Follow the rules: Follow the manufacturer’s maintenance manual and service the equipment as necessary and instructed. The manufacturer knows best.

  • Keep it neat: Hang up all vacuum hoses when not in use.
  • Check for wear and tear: Make sure that the vacuum tools and rubber pads are in good condition and not worn out.
  • Check for leaks: Check the separator, piping, hoses, tools, hangars, fittings. Seal any/all leaks or replace items as necessary.
  • Keep it going: Run your vacuum throughout the day. Turning it on and off reduces the life of the equipment and can be cause for unnecessary power spikes, resulting in higher electric bills.
  • Keep the manifold clean: Clean out the manifold as needed to ensure there are no clogs in the piping.
  • Check the size: Confirm that your vacuum horsepower and separator are sized correctly. The power of the turbine and size of the filter separator should be sized according to the demand of the number of simultaneous users on the system. An over-powered system is an inefficient and expensive system.
  • Check your manifold: If the line loss calculation was not considered in your piping to reduce the piping size according to the number of drops and length of the manifold, both loss of pressure and unnecessary clogs will become evident in the system.

What about energy efficiency?

For those operators wanting to invest in an exceptional efficiency solution for their vacuum station, Taggart suggests installing a software-installed, programmed VFD (variable frequency drive).

“The manufacturer should be able to physically demonstrate the functionality of the drive and provide an energy savings estimated report based on the specific implementation of the drive at the site,” says Taggart. “A programmed VFD will improve the efficiency of the motor-driven equipment by matching the speed to the changing load requirements.

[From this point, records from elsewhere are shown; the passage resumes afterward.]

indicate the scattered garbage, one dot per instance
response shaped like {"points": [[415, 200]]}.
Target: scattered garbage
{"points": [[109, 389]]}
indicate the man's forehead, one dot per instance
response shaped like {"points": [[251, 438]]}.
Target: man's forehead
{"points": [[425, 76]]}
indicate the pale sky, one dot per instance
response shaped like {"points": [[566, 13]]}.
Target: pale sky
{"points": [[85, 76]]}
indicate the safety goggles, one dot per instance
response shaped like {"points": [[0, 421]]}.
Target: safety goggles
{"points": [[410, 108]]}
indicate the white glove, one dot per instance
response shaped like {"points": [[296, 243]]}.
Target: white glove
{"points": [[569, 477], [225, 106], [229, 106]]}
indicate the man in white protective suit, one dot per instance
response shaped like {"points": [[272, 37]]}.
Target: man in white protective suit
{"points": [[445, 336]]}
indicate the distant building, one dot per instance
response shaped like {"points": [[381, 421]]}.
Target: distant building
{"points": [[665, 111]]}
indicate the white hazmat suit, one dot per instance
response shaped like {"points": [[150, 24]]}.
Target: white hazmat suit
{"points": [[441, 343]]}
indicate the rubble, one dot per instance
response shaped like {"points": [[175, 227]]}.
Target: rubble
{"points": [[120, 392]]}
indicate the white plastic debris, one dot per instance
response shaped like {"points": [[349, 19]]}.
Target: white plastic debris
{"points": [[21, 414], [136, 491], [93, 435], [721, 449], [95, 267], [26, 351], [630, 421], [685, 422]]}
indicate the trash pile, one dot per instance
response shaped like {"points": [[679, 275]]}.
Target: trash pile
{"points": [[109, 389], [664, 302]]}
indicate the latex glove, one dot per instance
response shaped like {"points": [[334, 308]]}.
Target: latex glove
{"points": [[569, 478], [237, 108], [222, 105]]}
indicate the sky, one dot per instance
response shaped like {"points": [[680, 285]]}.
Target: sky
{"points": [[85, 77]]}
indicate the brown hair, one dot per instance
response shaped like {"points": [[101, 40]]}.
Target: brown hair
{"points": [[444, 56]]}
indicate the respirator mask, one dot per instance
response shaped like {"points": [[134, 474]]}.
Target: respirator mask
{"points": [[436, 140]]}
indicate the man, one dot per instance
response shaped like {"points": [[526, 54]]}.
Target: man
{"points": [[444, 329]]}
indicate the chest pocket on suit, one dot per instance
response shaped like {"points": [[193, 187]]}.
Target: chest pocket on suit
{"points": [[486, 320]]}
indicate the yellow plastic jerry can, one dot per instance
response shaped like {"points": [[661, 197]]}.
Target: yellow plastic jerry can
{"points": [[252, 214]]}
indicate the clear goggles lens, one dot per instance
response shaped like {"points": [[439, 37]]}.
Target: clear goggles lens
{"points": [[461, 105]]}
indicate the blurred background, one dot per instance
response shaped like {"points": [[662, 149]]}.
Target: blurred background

Installing a correctly programmed VFD, according to Taggart, will:

  • Dramatically lower electric bills through reduced energy consumption;
  • Extend the equipment life;
  • Lower maintenance costs;
  • Simplify equipment needs;
  • Improve airflow control;
  • Protect driven equipment; and
  • Increase productivity and much more.

The return on investment is short (usually around one year), Taggart says, and, “the savings continue on year after year.”